Mud Morganfield's latest album on the Delmark imprint is proof that the apple doesn't roll all that far from the tree. It is a classic Chicago blues recording that is swimming in old school swag and spring reverb with the classic Chicago blues ensemble that his father, Muddy Waters, practically single handedly invented. The fourteen song set clocks in just over an hour, moving through all the classic Chicago moves with a band of seasoned pros laying down some thick blues that only comes from decades of experience.

The record is a reissue of an earlier recording called Son Of The Seventh Son from the Severn label, with a couple added songs. It is a throwback to the heyday of Chicago blues similar to other modern artists like Nick Moss, Kim Wilson or The Cash Box Kings that are recording authentic Chicago 50's era blues in the modern day. It has all the pieces in all the right spots with the real grease to boot.

It has the Muddy influence all over it. With an old Muddy classic You Can't Lose What You Ain't Never Had the comparison clearly becomes a tribute. The vocal is spot on and the slide guitar solo is a take on the classic Muddy solo.

Blues In My Shoes is one track that steps out of the classic straight Chicago formula. This one is a bit funkier than the blues of his fathers era, reminding me of something that Albert Collins would've recorded. It's funky, driving and steeped in tradition, but definitely coming from a place that was found in the blues in a post Chuck Berry world.

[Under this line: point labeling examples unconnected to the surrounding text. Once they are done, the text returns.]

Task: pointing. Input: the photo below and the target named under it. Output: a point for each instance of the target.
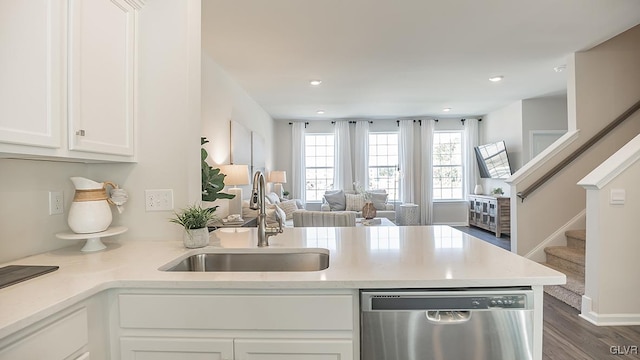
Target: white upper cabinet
(31, 72)
(68, 79)
(102, 41)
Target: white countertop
(360, 257)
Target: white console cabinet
(236, 325)
(68, 80)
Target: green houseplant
(212, 179)
(194, 219)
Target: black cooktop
(13, 274)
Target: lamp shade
(236, 174)
(278, 176)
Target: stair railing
(574, 155)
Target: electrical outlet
(56, 202)
(159, 200)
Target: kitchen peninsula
(117, 303)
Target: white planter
(196, 238)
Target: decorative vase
(368, 210)
(195, 238)
(90, 211)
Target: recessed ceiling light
(560, 68)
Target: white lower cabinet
(65, 338)
(256, 325)
(301, 349)
(134, 348)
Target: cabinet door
(63, 339)
(301, 349)
(139, 348)
(102, 44)
(31, 72)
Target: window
(383, 162)
(447, 165)
(319, 165)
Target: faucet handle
(253, 203)
(280, 221)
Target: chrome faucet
(258, 203)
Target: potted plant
(212, 179)
(194, 219)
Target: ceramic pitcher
(90, 211)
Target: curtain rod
(353, 121)
(305, 124)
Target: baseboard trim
(557, 238)
(453, 224)
(606, 319)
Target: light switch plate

Midnight Lover, a vintage minor 12 bar blues, is a standout to this writer. There is ambience to spare with this track. Mud's voice is as patient as an old dog and as big as an elephant. It is peppered with tasteful piano, guitar and harmonica solos. Everyone gets a turn in this almost eight minute cut that never feels too long, which is a testament to the mastery of the band.

Another track I really liked is Go Ahead and Blame Me. It feels like a throwback to 1955, before rock and roll changed the world of music. This one definitely burns hot on a low flame reminding me a bit of the standard Nine Below Zero. It is in this space that I think Mud Morganfield feels the most comfortable. The slow to medium tempo fits him and the band like a glove.

The next cut Leave Me Alone is a classic mid tempo shuffle with lots of bounce and swing. A nice walking bass line that is locked into a drummer that's working the ride cymbal like it owes him money drives this one home to Bluesville, where it needs to be.

If you like traditional electric blues in its most basic and raw form this record will not disappoint. It has all the right stuff and none of the fluff! Digging deep into the blues is clearly the business these musicians are in. If you are looking for a cutting edge album, this isn't it. If you want the real stuff you'll love it!